PACHINO - E' di ieri la notizia del provvedimento del Consiglio dei Ministri con il quale il Consiglio Comunale di Pachino è stato sciolto per infiltrazioni mafiose.
E' senza dubbio un'onta pesante per la nostra Città, che non deve -ovviamente- portare a fare di tutta l'erba un fascio, ma che non può certo essere liquidata con i toni sconcertanti utilizzati a caldo da alcuni protagonisti.
Ogni valutazione che pretende di avere un minimo di serietà, infatti, non dovrebbe prescindere dalla lettura del decreto e della relazione prefettizia che lo ha ispirato.
E, invece, assistiamo in queste ore ad un concentrato di fulmini e saette e di pittoresche sceneggiate che mal si conciliano con il sangue freddo che il caso richiederebbe.
Lasciano basiti, anzitutto, alcune espressioni del Sindaco, per il quale -quasi quasi- un Consiglio già sciolto per altri motivi non si potrebbe sciogliere per mafia.
Il comma IV dell'art. 143 del Testo Unico sugli Enti Locali già chiarisce che "lo scioglimento (...) comporta la cessazione dalla carica di consigliere, di sindaco, di presidente della provincia, di componente delle rispettive giunte".
Ma il semplice buon senso dovrebbe suggerire che la decantazione del periodo commissariale serve ad eliminare un problema che non si può cancellare con il solo scioglimento del civico consesso.
Il grido al complotto politico è, inoltre, da parte di Bruno -pur con le pregevoli allusioni storiche- una esagerazione strumentale: Salvini non è Crispi nè la barca piddino-iocambiopachinese assomiglia affatto alla Diciotti, nonostante la precarietà politica dei suoi occupanti.
Sconvolgente e -diciamolo- indignante è lo slogan veicolato dalla compagnia di giro del Sindaco sui social, per cui il Comune sarebbe stato sciolto 'nella mafia': cosa diavolo vorrebbero dire, che tutta la Città è mafiosa e loro no?

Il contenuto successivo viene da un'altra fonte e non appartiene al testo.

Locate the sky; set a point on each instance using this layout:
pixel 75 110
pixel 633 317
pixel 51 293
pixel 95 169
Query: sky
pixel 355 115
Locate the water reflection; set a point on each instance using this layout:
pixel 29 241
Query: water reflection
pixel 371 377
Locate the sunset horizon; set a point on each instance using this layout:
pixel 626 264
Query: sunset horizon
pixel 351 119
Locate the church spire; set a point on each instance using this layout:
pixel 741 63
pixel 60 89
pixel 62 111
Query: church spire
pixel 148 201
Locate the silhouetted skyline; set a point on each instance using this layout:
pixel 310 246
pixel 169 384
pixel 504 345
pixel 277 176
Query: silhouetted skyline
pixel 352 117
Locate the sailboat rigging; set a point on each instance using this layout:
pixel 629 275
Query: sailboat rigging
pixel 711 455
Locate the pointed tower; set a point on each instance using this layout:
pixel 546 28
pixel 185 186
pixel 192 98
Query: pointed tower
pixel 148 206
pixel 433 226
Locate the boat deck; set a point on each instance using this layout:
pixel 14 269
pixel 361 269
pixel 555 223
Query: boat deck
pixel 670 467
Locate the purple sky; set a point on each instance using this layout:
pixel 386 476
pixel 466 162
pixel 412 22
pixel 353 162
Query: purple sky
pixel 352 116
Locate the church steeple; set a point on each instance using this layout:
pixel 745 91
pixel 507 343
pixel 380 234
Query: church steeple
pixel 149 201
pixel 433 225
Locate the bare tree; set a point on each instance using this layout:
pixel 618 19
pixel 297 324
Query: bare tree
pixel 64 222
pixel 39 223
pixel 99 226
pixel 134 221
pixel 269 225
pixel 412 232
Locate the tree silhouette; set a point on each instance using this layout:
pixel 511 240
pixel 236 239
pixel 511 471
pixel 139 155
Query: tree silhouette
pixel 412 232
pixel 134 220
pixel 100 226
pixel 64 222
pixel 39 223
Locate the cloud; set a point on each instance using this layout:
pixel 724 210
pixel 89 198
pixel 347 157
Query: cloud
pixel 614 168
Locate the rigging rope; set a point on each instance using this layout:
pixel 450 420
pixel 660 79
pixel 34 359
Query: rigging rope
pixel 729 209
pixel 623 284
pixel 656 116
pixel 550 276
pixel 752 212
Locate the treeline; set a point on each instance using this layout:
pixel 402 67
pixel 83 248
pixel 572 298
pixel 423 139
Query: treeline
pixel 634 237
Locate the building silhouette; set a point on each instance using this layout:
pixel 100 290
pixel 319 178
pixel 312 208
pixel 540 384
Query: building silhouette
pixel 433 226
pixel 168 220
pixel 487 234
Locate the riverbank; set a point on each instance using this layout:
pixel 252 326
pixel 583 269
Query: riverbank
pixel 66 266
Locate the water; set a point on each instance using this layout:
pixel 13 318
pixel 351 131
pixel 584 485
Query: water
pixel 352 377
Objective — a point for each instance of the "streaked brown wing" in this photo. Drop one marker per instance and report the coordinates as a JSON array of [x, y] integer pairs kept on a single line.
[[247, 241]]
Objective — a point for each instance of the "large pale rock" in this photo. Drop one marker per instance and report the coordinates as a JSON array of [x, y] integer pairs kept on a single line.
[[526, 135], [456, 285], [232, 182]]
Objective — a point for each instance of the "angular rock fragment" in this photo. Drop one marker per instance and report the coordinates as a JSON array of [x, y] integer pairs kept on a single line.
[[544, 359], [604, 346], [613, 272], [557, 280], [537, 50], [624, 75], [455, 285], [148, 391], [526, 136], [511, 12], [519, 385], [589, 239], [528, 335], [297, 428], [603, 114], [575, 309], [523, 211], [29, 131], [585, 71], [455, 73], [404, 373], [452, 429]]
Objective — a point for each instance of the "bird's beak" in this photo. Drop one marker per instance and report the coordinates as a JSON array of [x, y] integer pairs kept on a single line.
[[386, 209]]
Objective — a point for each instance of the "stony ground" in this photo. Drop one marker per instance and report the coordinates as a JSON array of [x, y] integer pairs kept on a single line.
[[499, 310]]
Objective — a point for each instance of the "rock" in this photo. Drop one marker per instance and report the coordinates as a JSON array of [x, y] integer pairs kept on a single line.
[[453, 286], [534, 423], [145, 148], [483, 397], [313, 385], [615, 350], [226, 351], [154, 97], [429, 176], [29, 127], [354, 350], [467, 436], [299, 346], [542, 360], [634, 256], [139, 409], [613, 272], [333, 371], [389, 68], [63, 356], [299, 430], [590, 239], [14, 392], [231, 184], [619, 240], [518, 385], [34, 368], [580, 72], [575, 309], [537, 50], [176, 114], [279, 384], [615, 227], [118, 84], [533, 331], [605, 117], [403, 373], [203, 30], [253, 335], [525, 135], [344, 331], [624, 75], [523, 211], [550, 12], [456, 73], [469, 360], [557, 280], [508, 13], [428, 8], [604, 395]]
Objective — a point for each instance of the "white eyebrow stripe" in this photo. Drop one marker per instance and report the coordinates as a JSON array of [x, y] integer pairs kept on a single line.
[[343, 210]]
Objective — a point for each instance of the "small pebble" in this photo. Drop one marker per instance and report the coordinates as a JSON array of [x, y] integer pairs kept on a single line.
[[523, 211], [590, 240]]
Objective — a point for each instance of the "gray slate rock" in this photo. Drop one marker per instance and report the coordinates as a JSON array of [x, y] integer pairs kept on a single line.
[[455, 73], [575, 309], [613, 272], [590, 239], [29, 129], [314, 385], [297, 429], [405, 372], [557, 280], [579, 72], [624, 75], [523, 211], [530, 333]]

Ma qualcuno di questi della sinistra pachinese si rende conto che uno dei fattori scatenanti dell'ispezione prefettizia -se non il fattore primo- è stato l'"Atto di Sindacato Ispettivo n. 4-08911 Pubblicato il 23.3.2018, nella seduta n. 1 della 18ª legislatura Al Ministro dell'Interno" di Giuseppe Lumia, un senatore del Partito Democratico che presentò detta interrogazione all'allora Ministro Minniti, del PD anch'egli, alla fine della XVII Legislatura? Che tutto è partito da uno di loro?
Che cacchio c'entra Salvini?
Una domanda che andrebbe girata anche ai tanti che esultano, vanno in giro con cartelli verdi confondendo la grandine di ieri con l'acqua del Po o stappano bottiglie di spumante nel contesto di uno dei momenti più umilianti per la loro Città.
Ai tanti che fanno da specchio alla rabbia del PD pachinese con frizzi, lazzi e sfottò, inscenando uno spettacolo politico osceno.
In una Città il cui municipio è già, nei fatti e nelle cifre, dissestato; che non paga da mesi i suoi dipendenti e i suoi debiti; il cui piano di riequilibrio è stato un flop annunciato.
Una Città che, in cinque anni senza Rinascita (senza il 'male assoluto', il parafulmine buono per tutti, all'occorrenza) avrebbe dovuto essere 'portata via' verso un futuro luminoso e che, invece, oggi ritroviamo affondata dalla presunzione di chi l'ha governata.
Una Città che ha diciotto mesi per ricostruire la sua dignità sociale e politica, mentre altri metteranno mano alla sua macchina amministrativa e finanziaria. Diciotto mesi per riflettere su cosa siamo diventati e per preparare la rivincita che i pachinesi seri ed onesti meritano.